Roman/France 1er mai Emily Barnett

C'étaient des enfants à qui tout était promis. Des adolescents déjà d'autrefois, des années 1990, bonnes études, bonnes familles (pour la plupart), à fleur d'ironie plus que de peau, avec des avis et de l'avenir, ironie de circonstance puisqu'ils en ont les moyens. L'éternelle histoire d'une génération en somme, ni mieux ni moins bien que celle qui l'a précédée et celle qui la suivra Une jeunesse à Paris, qui se dirige sans le savoir vers le massacre.

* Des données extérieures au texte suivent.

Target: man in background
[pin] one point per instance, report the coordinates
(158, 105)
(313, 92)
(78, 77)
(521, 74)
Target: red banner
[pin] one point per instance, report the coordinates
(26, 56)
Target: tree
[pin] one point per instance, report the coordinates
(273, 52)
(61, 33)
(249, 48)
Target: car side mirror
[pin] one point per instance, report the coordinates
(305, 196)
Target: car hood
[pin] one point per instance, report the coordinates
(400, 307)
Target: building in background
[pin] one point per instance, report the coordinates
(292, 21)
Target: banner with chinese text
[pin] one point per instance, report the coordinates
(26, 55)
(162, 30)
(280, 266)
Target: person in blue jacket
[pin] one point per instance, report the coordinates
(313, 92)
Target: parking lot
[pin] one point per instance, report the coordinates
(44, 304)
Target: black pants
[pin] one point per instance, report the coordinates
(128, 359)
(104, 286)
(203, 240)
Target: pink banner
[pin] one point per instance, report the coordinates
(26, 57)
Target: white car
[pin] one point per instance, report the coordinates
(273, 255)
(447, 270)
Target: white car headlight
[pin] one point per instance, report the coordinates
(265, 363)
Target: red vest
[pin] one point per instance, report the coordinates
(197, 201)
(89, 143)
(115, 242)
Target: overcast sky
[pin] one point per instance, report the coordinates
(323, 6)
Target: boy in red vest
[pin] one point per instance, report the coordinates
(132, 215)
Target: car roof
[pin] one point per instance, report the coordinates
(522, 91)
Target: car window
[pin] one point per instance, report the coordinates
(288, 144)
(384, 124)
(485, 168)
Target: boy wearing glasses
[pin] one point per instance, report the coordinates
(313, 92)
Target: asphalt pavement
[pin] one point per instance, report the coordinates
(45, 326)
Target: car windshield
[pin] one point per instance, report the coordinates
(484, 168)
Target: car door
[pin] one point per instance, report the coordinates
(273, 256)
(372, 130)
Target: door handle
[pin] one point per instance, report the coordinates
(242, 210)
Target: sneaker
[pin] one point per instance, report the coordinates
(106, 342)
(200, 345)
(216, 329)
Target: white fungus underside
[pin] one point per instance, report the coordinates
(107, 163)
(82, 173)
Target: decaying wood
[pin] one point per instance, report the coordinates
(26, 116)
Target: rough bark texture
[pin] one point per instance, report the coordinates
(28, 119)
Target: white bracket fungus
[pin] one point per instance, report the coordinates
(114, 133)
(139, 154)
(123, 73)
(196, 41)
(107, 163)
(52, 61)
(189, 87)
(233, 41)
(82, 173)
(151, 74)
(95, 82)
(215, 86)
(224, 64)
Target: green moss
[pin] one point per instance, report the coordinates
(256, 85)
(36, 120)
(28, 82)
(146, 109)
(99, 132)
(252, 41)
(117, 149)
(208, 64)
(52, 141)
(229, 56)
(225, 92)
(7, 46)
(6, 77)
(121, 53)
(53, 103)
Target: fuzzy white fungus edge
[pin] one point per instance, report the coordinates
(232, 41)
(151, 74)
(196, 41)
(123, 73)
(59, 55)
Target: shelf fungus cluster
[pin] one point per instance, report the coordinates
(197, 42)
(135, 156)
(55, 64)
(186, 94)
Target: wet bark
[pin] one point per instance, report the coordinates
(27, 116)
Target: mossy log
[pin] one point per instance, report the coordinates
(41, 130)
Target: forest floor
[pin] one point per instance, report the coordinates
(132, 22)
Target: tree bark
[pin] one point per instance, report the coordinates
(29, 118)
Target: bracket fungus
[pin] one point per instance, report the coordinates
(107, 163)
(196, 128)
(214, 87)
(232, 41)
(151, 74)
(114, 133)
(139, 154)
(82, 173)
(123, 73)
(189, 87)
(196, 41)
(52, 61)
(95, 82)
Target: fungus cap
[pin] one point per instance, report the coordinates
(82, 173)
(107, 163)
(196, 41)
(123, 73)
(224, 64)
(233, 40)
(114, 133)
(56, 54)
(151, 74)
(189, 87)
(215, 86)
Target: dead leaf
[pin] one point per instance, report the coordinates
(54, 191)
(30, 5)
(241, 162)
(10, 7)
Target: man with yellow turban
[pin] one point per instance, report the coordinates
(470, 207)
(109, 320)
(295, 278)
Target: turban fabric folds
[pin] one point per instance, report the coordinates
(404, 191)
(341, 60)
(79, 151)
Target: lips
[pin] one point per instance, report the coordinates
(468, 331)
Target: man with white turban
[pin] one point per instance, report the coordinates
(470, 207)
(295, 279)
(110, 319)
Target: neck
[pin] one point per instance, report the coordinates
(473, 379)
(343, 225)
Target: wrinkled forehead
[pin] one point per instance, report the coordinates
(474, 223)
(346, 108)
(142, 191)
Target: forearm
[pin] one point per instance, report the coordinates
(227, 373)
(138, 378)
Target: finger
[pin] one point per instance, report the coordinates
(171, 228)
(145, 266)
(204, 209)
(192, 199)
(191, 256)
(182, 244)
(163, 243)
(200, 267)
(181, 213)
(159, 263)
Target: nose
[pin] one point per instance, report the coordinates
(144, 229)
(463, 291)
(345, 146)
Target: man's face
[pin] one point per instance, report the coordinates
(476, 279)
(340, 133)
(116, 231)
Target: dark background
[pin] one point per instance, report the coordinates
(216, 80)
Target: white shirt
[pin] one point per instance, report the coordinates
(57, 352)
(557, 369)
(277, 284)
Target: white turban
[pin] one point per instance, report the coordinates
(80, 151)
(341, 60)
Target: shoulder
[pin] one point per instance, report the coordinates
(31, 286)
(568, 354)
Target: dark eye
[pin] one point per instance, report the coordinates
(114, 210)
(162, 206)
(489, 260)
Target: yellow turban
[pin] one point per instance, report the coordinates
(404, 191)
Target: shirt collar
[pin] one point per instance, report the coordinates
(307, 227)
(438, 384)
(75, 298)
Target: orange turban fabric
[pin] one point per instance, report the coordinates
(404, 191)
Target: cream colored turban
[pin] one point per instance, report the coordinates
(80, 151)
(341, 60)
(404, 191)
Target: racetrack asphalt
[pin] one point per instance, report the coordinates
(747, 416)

Vendredi 13 novembre 2015, 21h30. Juliette, la trentaine urbaine, précaire et sûre d'elle, fait du vélo vers la rue du Faubourg-du-Temple. Dans la nuit qui tombe, flotte soudain comme un air d'inédit, de désastre. Elle ne le sait pas encore, mais voici pour elle venue l'heure du rendez-vous avec ses fantômes. Du côté du bistrot le Carillon, des gyrophares, des rumeurs de fusillades, des corps, certains suppliciés, d'autres comme hébétés. Et l'un d'eux, blessé peut-être, qui lui dit quelque chose (une cigarette ? un regard ?). C'est Paul. Paul, le « gauchiste » si drôle des années lycée, de sa bande, de cet âge où semblait infini le champ des possibles. Paul dans sa nuit désormais, que Juliette va devoir traverser avec lui, convoquant peu à peu comme autant de fantômes qu'elle redécouvre familiers. Parmi eux, Diane, astre éteint prématurément de leur jeunesse. Diane qui ne se laisse pas oublier et que le désastre ambiant leur rend dans tout l'éclat de ses égarements et de leur chagrin.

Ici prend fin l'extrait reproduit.